For individual estimates like sample variance or the MLR residual standard error $\frac{RSS}{n- k-1}$ I am aware that proofs of unbiasedness exist, but they are specific to the problem at hand.

• stats.stackexchange.com/questions/3931/… . Related, but doesn't address covariance. – Mark L. Stone Apr 22 '18 at 1:59
• Yes, you are mistaken about the covariance -- the df is $n-1$ for the covariance as well as for the variances. There are several ways to see this. I don't have time to write them out but hopefully someone else will do so for you. The ultimate justification for df is rather deeper than any of the usual justifications that you mention so far -- the df is the dimension of the multivariate space that the residual vector belongs to, and all the other justifications flow from that basic fact. – Gordon Smyth Apr 22 '18 at 6:37
• The covariance question at the end is asked and answered at stats.stackexchange.com/questions/142456. It's not clear what you mean by "make sense" or even by "df": what context do you have in mind and how is your "df" computed? The issues about dividing by $n-1$ are addressed at stats.stackexchange.com/questions/3931. – whuber Apr 22 '18 at 14:33
• I guess what I was looking for specifically was a formal reason of why dividing an estimate by its degrees of freedom would give a desirable estimate in the general context (i.e. linear algebra explanation of what does the dimension of the subspace in which the residuals $x_i - \bar{x}$ have to do with unbiasedness).
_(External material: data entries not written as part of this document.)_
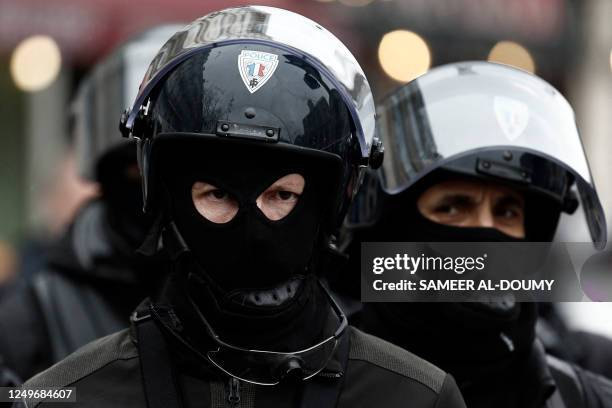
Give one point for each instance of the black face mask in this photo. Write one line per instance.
(250, 251)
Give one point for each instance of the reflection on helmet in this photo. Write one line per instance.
(289, 83)
(493, 121)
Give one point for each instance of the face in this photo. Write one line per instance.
(276, 202)
(474, 203)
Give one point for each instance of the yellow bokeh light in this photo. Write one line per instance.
(356, 3)
(404, 55)
(511, 53)
(35, 63)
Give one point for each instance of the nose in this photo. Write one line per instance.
(484, 214)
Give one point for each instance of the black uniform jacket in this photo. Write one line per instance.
(107, 373)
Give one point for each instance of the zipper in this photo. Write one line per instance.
(338, 374)
(233, 395)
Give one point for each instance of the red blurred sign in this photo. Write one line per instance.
(85, 29)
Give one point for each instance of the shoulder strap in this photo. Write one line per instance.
(74, 313)
(322, 392)
(568, 383)
(156, 369)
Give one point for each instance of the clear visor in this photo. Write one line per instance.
(460, 109)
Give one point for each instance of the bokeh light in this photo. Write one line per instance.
(512, 53)
(404, 55)
(35, 63)
(356, 3)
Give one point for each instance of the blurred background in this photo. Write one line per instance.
(46, 46)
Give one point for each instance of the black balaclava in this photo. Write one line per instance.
(477, 341)
(251, 277)
(117, 173)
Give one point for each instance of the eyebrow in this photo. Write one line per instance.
(510, 199)
(455, 198)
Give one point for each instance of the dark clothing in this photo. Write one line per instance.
(86, 290)
(588, 350)
(106, 373)
(496, 364)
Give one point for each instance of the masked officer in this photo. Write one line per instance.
(253, 126)
(481, 152)
(92, 279)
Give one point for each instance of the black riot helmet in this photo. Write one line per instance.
(290, 81)
(238, 99)
(489, 121)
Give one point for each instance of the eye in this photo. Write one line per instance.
(278, 200)
(218, 194)
(213, 203)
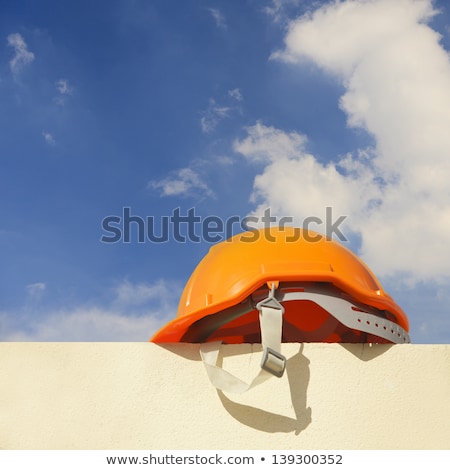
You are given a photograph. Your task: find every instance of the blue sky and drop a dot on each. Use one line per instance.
(228, 107)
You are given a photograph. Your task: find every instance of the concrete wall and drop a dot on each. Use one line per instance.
(144, 396)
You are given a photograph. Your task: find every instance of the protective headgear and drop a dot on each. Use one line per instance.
(283, 285)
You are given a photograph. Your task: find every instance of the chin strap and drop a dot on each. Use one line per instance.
(272, 363)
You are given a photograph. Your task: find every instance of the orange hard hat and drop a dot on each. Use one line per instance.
(305, 268)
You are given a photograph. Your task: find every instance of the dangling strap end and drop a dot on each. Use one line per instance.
(273, 362)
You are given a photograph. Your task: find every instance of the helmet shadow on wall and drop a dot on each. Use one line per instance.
(298, 375)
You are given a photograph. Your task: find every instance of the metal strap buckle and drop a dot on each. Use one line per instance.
(273, 362)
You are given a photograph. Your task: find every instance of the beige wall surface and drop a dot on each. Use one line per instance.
(145, 396)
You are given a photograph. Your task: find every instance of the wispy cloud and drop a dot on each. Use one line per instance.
(219, 18)
(135, 313)
(212, 116)
(183, 182)
(277, 9)
(64, 90)
(49, 138)
(22, 56)
(396, 76)
(215, 113)
(235, 94)
(63, 87)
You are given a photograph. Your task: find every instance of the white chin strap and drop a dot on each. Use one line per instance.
(271, 320)
(272, 363)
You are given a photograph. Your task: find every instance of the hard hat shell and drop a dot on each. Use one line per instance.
(236, 268)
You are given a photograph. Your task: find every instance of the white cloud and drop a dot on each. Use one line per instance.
(49, 138)
(86, 324)
(22, 56)
(235, 94)
(396, 76)
(219, 18)
(277, 9)
(212, 116)
(127, 293)
(135, 313)
(64, 89)
(184, 182)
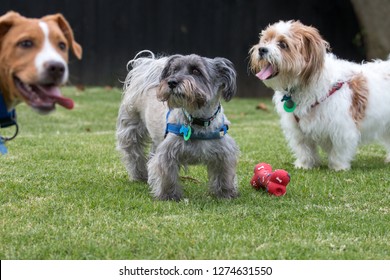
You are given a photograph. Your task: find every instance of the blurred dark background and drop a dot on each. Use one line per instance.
(112, 32)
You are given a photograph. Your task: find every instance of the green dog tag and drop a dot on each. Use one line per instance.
(289, 106)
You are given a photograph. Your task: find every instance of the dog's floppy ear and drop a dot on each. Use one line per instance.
(68, 32)
(313, 48)
(6, 22)
(227, 75)
(165, 72)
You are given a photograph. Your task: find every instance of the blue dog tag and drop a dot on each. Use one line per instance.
(186, 131)
(3, 148)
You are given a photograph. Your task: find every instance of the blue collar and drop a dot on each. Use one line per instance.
(188, 131)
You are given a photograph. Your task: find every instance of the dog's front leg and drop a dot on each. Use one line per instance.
(163, 173)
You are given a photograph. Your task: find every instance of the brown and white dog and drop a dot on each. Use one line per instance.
(34, 60)
(323, 101)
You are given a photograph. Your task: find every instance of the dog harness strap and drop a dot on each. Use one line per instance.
(334, 89)
(177, 129)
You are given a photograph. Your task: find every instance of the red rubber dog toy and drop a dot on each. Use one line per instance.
(274, 183)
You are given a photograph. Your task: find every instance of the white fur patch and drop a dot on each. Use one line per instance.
(48, 53)
(283, 27)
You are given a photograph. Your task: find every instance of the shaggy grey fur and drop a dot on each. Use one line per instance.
(156, 85)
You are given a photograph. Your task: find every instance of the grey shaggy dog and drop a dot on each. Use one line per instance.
(174, 103)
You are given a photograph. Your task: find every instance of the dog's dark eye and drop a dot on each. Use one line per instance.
(195, 72)
(283, 45)
(62, 46)
(26, 44)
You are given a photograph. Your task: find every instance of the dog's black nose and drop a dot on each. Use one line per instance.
(172, 84)
(263, 51)
(55, 70)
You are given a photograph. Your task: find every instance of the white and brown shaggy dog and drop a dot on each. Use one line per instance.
(175, 102)
(323, 101)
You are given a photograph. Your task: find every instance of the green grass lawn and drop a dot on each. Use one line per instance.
(64, 194)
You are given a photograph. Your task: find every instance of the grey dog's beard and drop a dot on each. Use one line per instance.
(183, 96)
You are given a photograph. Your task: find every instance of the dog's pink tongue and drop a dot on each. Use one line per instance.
(55, 94)
(265, 73)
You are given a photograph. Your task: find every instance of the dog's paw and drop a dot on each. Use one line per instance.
(299, 164)
(168, 196)
(231, 194)
(337, 166)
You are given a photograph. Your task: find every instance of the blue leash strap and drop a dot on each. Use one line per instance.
(7, 119)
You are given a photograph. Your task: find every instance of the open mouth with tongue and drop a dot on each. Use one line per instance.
(267, 72)
(43, 97)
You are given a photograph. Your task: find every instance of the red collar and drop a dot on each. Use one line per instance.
(334, 88)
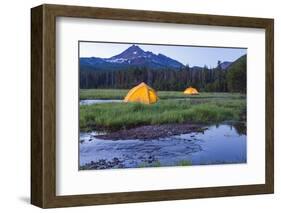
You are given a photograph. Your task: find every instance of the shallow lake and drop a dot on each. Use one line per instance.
(217, 145)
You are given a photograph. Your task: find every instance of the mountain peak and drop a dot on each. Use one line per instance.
(130, 53)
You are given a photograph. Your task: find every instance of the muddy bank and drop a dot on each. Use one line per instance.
(152, 132)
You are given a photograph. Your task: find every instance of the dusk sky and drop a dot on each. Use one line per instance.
(192, 55)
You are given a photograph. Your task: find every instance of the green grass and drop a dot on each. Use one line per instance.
(121, 93)
(207, 109)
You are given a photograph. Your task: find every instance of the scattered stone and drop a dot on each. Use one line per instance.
(152, 132)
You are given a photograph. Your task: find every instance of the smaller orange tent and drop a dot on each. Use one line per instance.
(141, 93)
(191, 91)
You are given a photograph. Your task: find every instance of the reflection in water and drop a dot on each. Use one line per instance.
(219, 144)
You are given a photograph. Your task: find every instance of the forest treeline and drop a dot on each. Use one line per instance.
(232, 79)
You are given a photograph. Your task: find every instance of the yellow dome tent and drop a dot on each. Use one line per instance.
(191, 91)
(141, 93)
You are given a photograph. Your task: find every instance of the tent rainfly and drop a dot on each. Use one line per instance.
(141, 93)
(191, 91)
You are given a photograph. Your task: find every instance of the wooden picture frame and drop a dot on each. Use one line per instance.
(43, 105)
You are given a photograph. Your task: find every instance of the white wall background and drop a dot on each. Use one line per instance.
(15, 104)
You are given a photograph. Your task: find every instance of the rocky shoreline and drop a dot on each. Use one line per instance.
(149, 132)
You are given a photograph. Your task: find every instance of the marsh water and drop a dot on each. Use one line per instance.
(217, 144)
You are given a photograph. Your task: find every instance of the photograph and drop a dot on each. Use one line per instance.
(156, 105)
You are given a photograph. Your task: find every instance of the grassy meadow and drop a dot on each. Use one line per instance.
(172, 107)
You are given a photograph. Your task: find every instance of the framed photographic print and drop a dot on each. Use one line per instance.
(136, 106)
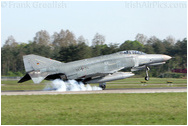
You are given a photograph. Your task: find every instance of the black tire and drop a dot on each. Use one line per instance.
(146, 78)
(103, 87)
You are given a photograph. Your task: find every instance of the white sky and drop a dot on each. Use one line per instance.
(117, 21)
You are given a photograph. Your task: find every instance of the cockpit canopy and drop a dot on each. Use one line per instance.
(132, 52)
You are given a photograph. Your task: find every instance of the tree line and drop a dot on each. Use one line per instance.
(65, 47)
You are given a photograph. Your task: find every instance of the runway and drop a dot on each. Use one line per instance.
(124, 90)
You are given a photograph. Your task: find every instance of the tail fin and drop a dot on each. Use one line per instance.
(33, 62)
(35, 66)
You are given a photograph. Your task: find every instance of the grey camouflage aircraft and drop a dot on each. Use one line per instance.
(99, 69)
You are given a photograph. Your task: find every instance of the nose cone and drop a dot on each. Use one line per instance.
(166, 57)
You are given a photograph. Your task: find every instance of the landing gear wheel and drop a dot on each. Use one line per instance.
(147, 75)
(102, 85)
(146, 78)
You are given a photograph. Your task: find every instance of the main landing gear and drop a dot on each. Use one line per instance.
(102, 85)
(147, 76)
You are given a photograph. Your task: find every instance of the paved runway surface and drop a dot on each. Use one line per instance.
(125, 90)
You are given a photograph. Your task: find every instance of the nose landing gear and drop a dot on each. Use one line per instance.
(147, 75)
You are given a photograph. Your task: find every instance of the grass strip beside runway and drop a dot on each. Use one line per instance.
(98, 109)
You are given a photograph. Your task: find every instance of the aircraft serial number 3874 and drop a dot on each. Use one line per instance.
(99, 69)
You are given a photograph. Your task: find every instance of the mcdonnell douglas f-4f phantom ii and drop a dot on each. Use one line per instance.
(99, 69)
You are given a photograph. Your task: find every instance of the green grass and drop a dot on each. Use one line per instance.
(95, 109)
(29, 85)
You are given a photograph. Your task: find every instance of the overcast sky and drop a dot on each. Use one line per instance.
(117, 21)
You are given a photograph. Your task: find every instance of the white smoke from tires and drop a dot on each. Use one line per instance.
(70, 85)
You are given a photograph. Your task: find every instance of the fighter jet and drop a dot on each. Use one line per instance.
(99, 69)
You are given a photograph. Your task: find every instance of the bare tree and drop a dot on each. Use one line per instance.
(141, 38)
(98, 40)
(171, 40)
(11, 41)
(42, 37)
(63, 39)
(81, 39)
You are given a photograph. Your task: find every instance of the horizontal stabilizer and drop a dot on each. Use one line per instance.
(34, 62)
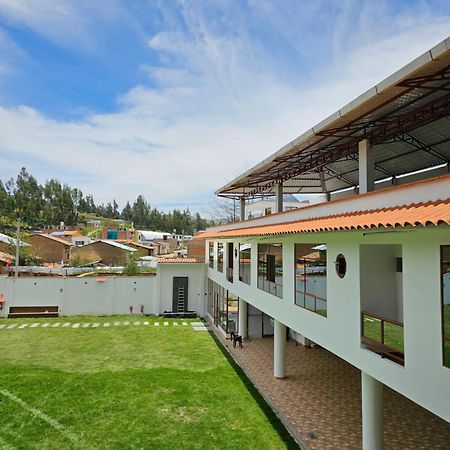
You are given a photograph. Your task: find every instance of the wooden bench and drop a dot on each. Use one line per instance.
(33, 311)
(384, 351)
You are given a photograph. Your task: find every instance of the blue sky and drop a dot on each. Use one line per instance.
(172, 99)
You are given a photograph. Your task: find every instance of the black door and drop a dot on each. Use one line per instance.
(180, 294)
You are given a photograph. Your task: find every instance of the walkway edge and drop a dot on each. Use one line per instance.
(286, 423)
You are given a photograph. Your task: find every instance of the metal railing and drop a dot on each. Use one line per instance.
(383, 336)
(244, 276)
(315, 299)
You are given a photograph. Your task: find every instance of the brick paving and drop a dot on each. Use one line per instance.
(321, 400)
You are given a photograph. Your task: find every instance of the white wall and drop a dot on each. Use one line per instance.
(423, 379)
(81, 296)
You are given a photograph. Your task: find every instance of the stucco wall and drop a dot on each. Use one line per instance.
(81, 296)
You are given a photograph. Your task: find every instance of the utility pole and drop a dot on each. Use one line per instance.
(16, 268)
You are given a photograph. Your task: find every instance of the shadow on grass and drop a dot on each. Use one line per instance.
(265, 407)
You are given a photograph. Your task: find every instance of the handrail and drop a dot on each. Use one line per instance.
(385, 319)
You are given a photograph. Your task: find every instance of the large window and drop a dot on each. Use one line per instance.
(270, 268)
(311, 277)
(244, 263)
(211, 254)
(445, 295)
(220, 256)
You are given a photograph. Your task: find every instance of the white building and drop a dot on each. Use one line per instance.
(366, 273)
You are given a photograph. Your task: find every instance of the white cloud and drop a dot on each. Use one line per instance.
(220, 105)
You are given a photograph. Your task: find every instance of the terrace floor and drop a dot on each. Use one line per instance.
(321, 400)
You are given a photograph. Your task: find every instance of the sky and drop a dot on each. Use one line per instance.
(172, 99)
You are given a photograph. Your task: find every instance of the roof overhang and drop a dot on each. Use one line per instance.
(406, 117)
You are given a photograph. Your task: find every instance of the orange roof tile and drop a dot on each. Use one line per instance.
(431, 213)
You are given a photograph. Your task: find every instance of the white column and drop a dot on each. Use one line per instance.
(279, 197)
(279, 350)
(242, 208)
(372, 412)
(366, 167)
(243, 311)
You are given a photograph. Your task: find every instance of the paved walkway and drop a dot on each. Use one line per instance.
(321, 399)
(6, 326)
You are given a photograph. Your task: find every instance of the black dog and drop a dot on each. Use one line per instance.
(236, 339)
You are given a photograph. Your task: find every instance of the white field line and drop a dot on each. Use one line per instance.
(5, 446)
(39, 414)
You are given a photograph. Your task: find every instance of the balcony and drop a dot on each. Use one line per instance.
(383, 336)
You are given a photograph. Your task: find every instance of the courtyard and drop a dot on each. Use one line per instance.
(125, 382)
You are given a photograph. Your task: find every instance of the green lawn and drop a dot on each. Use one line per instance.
(126, 387)
(393, 334)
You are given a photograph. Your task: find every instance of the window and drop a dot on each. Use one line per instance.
(220, 256)
(270, 268)
(311, 277)
(211, 255)
(445, 296)
(341, 266)
(244, 263)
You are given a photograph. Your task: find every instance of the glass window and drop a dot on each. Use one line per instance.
(270, 268)
(220, 256)
(244, 263)
(311, 277)
(211, 254)
(445, 295)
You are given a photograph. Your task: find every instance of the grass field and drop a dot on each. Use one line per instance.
(127, 387)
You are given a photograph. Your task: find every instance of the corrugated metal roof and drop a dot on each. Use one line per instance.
(391, 114)
(420, 214)
(115, 244)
Another example is in MLR with $\frac{RSS}{n-k-1}$. I understand that most of these cases can be explained individually, but is there any deeper understanding that connects them? Also, does dividing an estimate by it's df guarantee unbiasedness in the general case and why? – Micah Carroll Apr 22 '18 at 18:00
• @whuber with df I just mean "degrees of freedom" as defined here. In particular I'm interested in df in the context of parameter estimation under the definition: df = "the number of independent observations in a sample of data that are available to estimate a parameter of the population from which that sample is drawn". – Micah Carroll Apr 22 '18 at 18:14

To see this phenomenon algebraically, just derive the expected value of a sample variance without Bessel's correction and see what it looks like. Letting $S_*^2$ denote the uncorrected sample variance (using $n$ as the denominator) we have:
\begin{equation} \begin{aligned} S_*^2 &= \frac{1}{n} \sum_{i=1}^n (X_i - \bar{X})^2 \\[8pt] &= \frac{1}{n} \sum_{i=1}^n (X_i^2 - 2 \bar{X} X_i + \bar{X}^2) \\[8pt] &= \frac{1}{n} \Bigg( \sum_{i=1}^n X_i^2 - 2 \bar{X} \sum_{i=1}^n X_i + n \bar{X}^2 \Bigg) \\[8pt] &= \frac{1}{n} \Bigg( \sum_{i=1}^n X_i^2 - 2 n \bar{X}^2 + n \bar{X}^2 \Bigg) \\[8pt] &= \frac{1}{n} \Bigg( \sum_{i=1}^n X_i^2 - n \bar{X}^2 \Bigg) \\[8pt] &= \frac{1}{n} \sum_{i=1}^n X_i^2 - \bar{X}^2. \end{aligned} \end{equation}
\begin{equation} \begin{aligned} \mathbb{E}(S_*^2) &= \frac{1}{n} \sum_{i=1}^n \mathbb{E}(X_i^2) - \mathbb{E} (\bar{X}^2) \\[8pt] &= \frac{1}{n} \sum_{i=1}^n (\mu^2 + \sigma^2) - (\mu^2 + \frac{\sigma^2}{n}) \\[8pt] &= (\mu^2 + \sigma^2) - (\mu^2 + \frac{\sigma^2}{n}) \\[8pt] &= \sigma^2 - \frac{\sigma^2}{n} \\[8pt] &= \frac{n-1}{n} \cdot \sigma^2 \\[8pt] \end{aligned} \end{equation}
So you can see that the uncorrected sample variance statistic underestimates the true variance $\sigma^2$. Bessel's correction replaces the denominator with $n-1$ which yields an unbiased estimator. In regression analysis this is extended to the more general case where the estimated mean is a linear function of multiple predictors, and in this latter case, the denominator is reduced further, for the lower number of degrees-of-freedom.